Illinois has long been a bastion of union power, and Amendment 1 could be part
of a blueprint to solidify that control.
Unions often run legislation in a test state before trying in other states or
even at the federal level. For example, California’s AB 5, which effectively
redefined independent contractors as employees to force them into unionization,
was mimicked by provisions in a version of the federal Protecting the Right to
Organize Act, or PRO Act. Washington state provisions used to bolster union
representation of home-care providers funded through Medicaid were included in a
version of the Build Back Better Act.
So here’s what’s at stake.
Amendment 1 is billed as a right-to-work ban in a state that already doesn’t
allow right to work, but it’s much more than that. It would give unions a
“fundamental” right to organize and bargain over wages, hours, working
conditions, economic welfare and safety at work – i.e., virtually anything – and
explicitly prohibit lawmakers from ever interfering with or diminishing those
rights. Unions would be able to demand anything during
negotiations and go on strike to get their demands met. Resulting contracts
would carry the weight of the state constitution. Lawmakers wouldn’t be able to
restrict what unions can negotiate or limit when they can go on strike without
running afoul of the state constitution.
What’s more, lawmakers would never be able to repeal a little-known Illinois
provision that allows many union contracts to override conflicting state and
local laws and regulations.
[to top of second column] |
Known in legal parlance as a “supercedence clause,”
the practical effect is that a union will be able to rewrite laws it
doesn’t like just by negotiating a contrary provision in its
contract. If the employer doesn’t agree? The union goes on strike.
And government officials’ hands will be tied. That
includes laws in place to protect children.
A provision requiring “background information” on employees of the
Illinois Department of Children and Family Services – the department
charged with protecting children who are reported abused or
neglected – could be contradicted in the union’s contract with the
state.
So could the provision prohibiting employment of “sexually
dangerous” persons.
On the education side, a union could decide the state’s licensure
qualifications are just too strenuous and do away with a licensure
requirement altogether in a school district contract.

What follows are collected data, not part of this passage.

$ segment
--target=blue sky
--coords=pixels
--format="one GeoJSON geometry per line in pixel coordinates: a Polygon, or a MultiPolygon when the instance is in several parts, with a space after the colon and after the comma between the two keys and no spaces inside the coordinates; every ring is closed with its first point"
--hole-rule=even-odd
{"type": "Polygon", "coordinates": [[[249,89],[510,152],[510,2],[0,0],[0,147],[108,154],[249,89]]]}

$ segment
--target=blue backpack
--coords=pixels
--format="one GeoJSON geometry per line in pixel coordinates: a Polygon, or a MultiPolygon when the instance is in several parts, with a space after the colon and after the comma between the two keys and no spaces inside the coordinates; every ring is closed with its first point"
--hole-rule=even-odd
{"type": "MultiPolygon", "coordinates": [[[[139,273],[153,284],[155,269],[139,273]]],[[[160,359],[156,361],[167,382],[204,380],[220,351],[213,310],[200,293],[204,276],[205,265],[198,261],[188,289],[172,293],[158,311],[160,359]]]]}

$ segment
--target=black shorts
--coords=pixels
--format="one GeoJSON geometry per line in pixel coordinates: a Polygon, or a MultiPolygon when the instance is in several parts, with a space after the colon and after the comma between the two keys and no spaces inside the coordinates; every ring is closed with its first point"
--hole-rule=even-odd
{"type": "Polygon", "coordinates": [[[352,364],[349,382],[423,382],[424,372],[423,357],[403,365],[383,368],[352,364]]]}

In fact, unions could undermine at least 11 provisions in Illinois’
Children and Family Services Act and another 38 in its School Code –
just two acts among thousands in Illinois statutes – with the
backing of the state constitution. This isn’t the
first time unions have tried to pass such a state constitutional
amendment in a union-friendly state: A similar "Protect Our Jobs"
initiative was considered in Michigan in 2012. That amendment would
have adversely affected at least 80 Michigan laws and jeopardized
the state’s fiscal stability, according to a memo state Attorney
General Bill Schuette sent to Gov. Rick Snyder at the time.
But the unions overplayed their hand. Not only was the amendment
resoundingly defeated 57% to 42%, but the Michigan Legislature
subsequently enacted right-to-work provisions that went into effect
the following March.
To date, no other state constitutions include provisions such as
those in Amendment 1.
But that doesn’t mean unions in other states won’t try. The Michigan
experience dampened union efforts for a decade. If the amendment
passes in Illinois, government labor leaders won’t wait that long to
try again in other states.
CTU’s harmful antics are just a precursor of what could happen if
government unions get what they want. The lesson: If Amendment 1 is
enacted in Illinois, unions won’t sit still. The ability of an
unelected third party to rewrite the laws of one state will create
an insatiable desire to do so in other states.
And that’s a threat to the tenets of democracy everywhere.